Given their ability to generate realistic looking data, there are a number of possible misuses of LLMs, including fabricating research data or results to meet funding or publication requirements, generating fake news or misinformation, and plagiarising [7, 10]. This has serious implications for the integrity of the scientific record, given the risk of introducing not only errors but also plagiarised content into publications. This could result in future research or health policy decisions being made on the basis of false information [10].

Perpetuating biases

These models train on existing medical research that could carry biases, causing the AI program to risk perpetuating these same biases [10]. Since most scientific publications are from high-income countries, ChatGPT’s output will be based on evidence from these countries, and its applicability to low- and middle-income settings must be questioned.

Data privacy and security

A significant concern related to privacy pertains to the data shared with ChatGPT through user prompts. As we request ChatGPT to answer queries, we may unintentionally disclose sensitive information and expose it to the public. Since every user prompt is incorporated into ChatGPT's database, they may be utilised to enhance the tool's training and conceivably be incorporated in replies to other users’ prompts [10].
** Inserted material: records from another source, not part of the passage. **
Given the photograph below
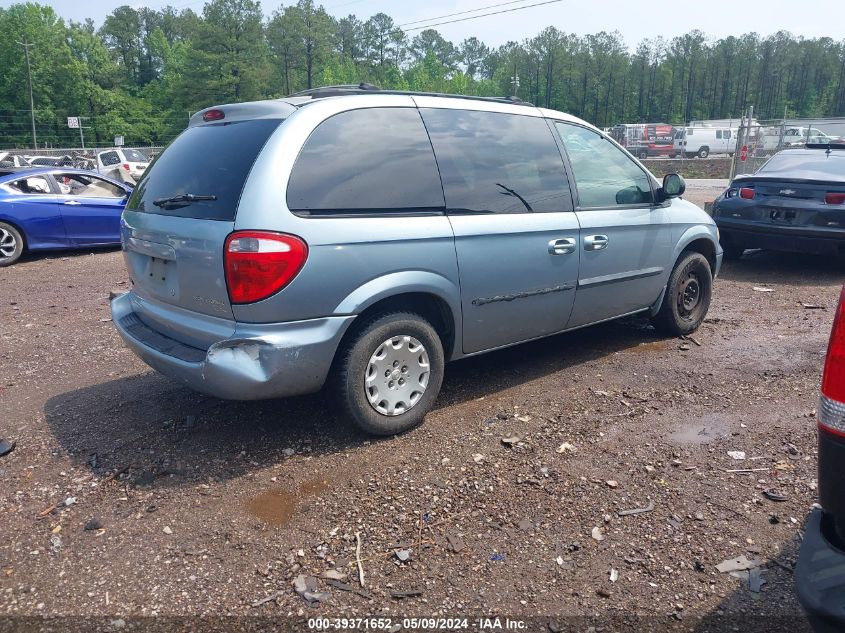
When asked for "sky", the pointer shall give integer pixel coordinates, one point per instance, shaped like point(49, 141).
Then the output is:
point(635, 19)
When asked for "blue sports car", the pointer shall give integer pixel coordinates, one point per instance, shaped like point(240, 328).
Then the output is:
point(57, 207)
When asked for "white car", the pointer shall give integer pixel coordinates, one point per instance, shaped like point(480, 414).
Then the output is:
point(803, 135)
point(13, 160)
point(703, 141)
point(126, 161)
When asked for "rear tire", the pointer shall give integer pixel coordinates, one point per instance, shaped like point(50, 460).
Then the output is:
point(11, 244)
point(687, 297)
point(389, 373)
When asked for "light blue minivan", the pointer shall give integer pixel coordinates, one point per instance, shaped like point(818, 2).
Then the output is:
point(358, 239)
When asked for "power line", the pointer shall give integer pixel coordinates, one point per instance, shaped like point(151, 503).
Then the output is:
point(449, 15)
point(484, 15)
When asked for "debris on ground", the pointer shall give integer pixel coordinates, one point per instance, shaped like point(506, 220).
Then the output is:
point(626, 513)
point(456, 543)
point(6, 447)
point(273, 596)
point(93, 524)
point(772, 495)
point(755, 580)
point(740, 563)
point(412, 593)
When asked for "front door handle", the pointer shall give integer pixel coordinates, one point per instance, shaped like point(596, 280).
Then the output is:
point(562, 246)
point(595, 242)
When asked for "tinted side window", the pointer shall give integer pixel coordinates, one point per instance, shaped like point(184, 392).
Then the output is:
point(604, 175)
point(492, 162)
point(31, 185)
point(88, 186)
point(369, 160)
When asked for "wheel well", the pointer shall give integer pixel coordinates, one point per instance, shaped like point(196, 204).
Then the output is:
point(429, 306)
point(18, 229)
point(706, 248)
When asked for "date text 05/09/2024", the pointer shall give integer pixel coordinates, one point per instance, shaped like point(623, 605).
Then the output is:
point(416, 624)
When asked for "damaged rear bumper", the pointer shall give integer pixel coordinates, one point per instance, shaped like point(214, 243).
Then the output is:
point(258, 361)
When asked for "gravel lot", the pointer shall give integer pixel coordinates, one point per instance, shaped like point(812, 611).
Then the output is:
point(200, 506)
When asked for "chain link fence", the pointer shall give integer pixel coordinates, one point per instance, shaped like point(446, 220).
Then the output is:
point(69, 156)
point(760, 140)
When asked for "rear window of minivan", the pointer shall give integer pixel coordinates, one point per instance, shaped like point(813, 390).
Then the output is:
point(206, 160)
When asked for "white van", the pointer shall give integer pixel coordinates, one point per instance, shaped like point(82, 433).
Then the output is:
point(703, 141)
point(124, 162)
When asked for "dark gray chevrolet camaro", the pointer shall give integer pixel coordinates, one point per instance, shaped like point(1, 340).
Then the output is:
point(794, 202)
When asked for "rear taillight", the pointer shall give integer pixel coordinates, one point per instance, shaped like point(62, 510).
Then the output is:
point(832, 406)
point(259, 263)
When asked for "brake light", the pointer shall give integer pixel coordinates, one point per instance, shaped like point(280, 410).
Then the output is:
point(213, 115)
point(258, 263)
point(832, 405)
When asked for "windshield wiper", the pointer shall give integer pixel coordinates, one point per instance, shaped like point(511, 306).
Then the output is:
point(182, 198)
point(510, 192)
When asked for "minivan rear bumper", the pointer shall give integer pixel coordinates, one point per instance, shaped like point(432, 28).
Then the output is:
point(258, 361)
point(820, 577)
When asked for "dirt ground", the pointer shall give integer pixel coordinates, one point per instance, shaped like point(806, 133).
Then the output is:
point(717, 167)
point(129, 496)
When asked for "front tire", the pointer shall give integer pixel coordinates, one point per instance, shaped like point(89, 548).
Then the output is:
point(389, 373)
point(11, 244)
point(687, 297)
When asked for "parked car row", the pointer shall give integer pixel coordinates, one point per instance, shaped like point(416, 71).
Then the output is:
point(57, 207)
point(794, 202)
point(122, 162)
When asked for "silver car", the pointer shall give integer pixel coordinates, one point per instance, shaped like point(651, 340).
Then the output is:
point(358, 239)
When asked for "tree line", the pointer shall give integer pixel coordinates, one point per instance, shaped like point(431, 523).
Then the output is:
point(143, 71)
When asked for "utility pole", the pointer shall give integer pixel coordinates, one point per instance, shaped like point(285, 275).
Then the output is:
point(26, 46)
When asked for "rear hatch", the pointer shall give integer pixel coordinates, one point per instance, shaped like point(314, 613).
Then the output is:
point(173, 247)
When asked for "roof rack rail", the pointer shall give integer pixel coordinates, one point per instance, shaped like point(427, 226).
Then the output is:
point(365, 88)
point(828, 145)
point(333, 91)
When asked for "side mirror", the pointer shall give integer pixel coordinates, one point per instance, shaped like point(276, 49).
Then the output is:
point(673, 186)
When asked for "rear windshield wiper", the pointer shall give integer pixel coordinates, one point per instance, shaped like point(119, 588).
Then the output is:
point(182, 198)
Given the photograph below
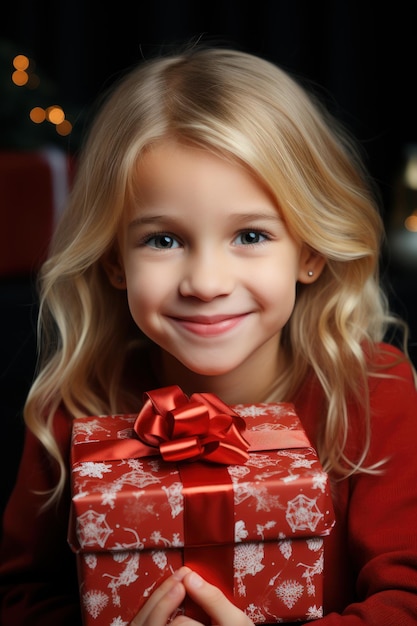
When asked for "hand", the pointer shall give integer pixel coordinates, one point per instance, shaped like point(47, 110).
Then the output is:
point(171, 593)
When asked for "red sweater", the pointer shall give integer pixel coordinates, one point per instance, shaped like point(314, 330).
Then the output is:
point(371, 554)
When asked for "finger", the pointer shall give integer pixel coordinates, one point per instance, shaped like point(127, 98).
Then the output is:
point(163, 602)
point(214, 602)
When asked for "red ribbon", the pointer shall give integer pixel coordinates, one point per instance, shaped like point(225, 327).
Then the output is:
point(201, 427)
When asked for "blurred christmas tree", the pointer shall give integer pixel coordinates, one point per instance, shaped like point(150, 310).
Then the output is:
point(26, 92)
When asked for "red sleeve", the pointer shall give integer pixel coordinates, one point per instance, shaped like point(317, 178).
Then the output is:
point(379, 514)
point(38, 579)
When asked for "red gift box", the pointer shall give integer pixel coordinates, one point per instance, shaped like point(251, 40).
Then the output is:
point(255, 528)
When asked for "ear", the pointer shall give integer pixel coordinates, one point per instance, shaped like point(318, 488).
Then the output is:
point(113, 266)
point(311, 265)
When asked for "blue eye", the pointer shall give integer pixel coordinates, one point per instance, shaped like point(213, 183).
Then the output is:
point(250, 237)
point(162, 242)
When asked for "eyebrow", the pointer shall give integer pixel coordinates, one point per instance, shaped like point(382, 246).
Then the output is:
point(240, 217)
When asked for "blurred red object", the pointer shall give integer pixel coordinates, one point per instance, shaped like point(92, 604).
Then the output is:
point(33, 188)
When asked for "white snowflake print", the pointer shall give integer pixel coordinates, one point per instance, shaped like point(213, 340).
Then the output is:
point(159, 557)
point(240, 531)
point(302, 513)
point(260, 528)
point(285, 547)
point(262, 460)
point(289, 592)
point(95, 602)
point(237, 471)
point(248, 559)
point(175, 498)
point(320, 481)
point(92, 529)
point(310, 571)
point(90, 559)
point(118, 621)
point(127, 577)
point(88, 428)
point(261, 497)
point(251, 410)
point(314, 543)
point(253, 612)
point(92, 469)
point(314, 612)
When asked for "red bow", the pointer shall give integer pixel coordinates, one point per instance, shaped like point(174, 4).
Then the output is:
point(199, 427)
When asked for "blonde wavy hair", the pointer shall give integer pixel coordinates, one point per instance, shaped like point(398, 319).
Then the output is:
point(247, 109)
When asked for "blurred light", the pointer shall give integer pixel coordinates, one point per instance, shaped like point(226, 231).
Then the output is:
point(20, 78)
point(55, 114)
point(21, 62)
point(410, 174)
point(64, 128)
point(37, 115)
point(411, 222)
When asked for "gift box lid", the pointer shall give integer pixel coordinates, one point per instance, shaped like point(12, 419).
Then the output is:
point(281, 491)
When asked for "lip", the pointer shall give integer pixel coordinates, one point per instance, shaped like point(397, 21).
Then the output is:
point(210, 326)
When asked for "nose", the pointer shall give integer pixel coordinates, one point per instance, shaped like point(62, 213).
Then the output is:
point(206, 275)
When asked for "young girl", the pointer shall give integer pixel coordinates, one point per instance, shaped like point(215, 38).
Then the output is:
point(221, 235)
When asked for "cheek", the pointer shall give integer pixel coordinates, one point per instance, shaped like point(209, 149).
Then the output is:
point(146, 291)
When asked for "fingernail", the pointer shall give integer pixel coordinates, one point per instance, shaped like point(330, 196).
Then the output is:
point(195, 580)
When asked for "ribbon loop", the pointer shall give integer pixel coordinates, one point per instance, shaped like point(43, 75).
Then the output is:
point(201, 427)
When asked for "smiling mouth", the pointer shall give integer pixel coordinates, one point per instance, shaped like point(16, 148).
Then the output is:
point(210, 326)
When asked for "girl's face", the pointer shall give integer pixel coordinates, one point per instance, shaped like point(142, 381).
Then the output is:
point(209, 266)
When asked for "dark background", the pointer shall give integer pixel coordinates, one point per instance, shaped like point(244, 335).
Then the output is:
point(360, 56)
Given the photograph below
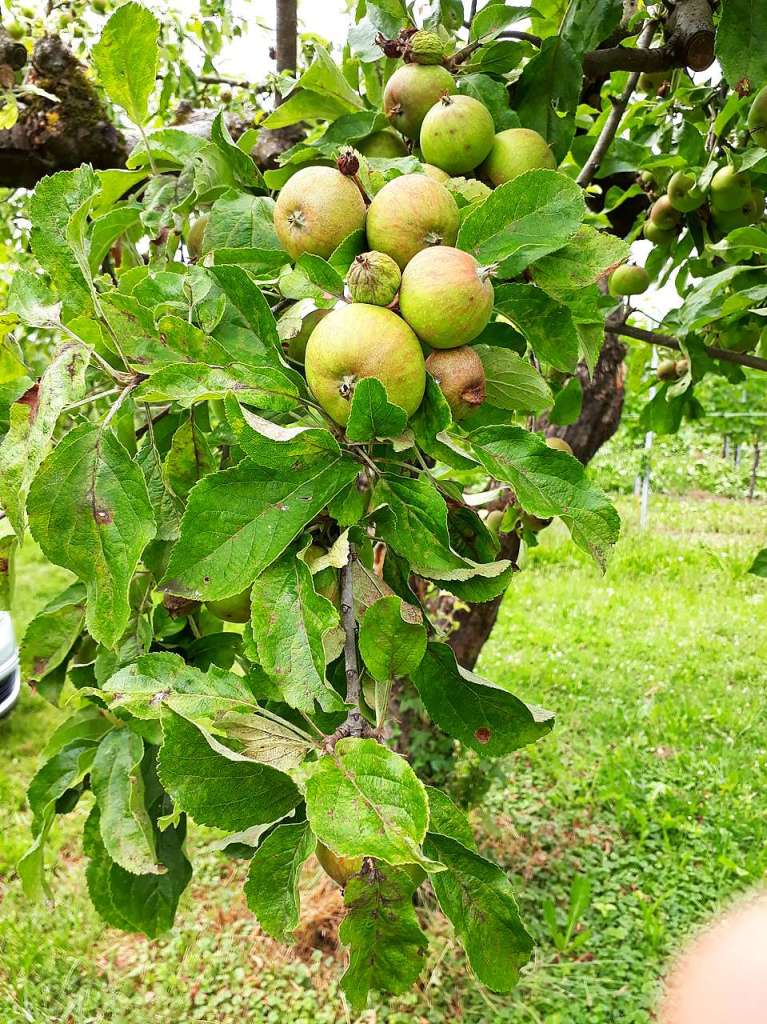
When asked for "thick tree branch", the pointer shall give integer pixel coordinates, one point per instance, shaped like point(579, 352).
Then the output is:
point(614, 117)
point(667, 341)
Automation of jobs and wider societal risks

Finally, advanced LLMs are a source of concerns and wider societal risks, which have been expressed by machine learning experts and key opinion leaders, calling for a halt in training these models [15].

While it is unlikely that LLMs will ever replace physicians, if they can pass medical exams, suggest differential diagnoses, investigation and treatment plans, summarise information and communicate effectively with patients and their relatives, what is left for human doctors to do? As stated in the Future of Life Institute letter, “Should we automate away all the jobs, including the fulfilling ones?” [15].

Take-home messages

In the fast-paced and high stress environment of the ICU, LLMs like ChatGPT should be considered as potential valuable tools to support medical and non-medical staff in daily activities, education and research. Importantly, users must be aware of the limitations and potential misuses of these tools, including their capacity to generate confident and completely wrong answers or perpetuate existing biases and inequalities. However, this is a fast evolving field, and (rapid) progress on LLMs performance, safety and uncertainty awareness is to be expected.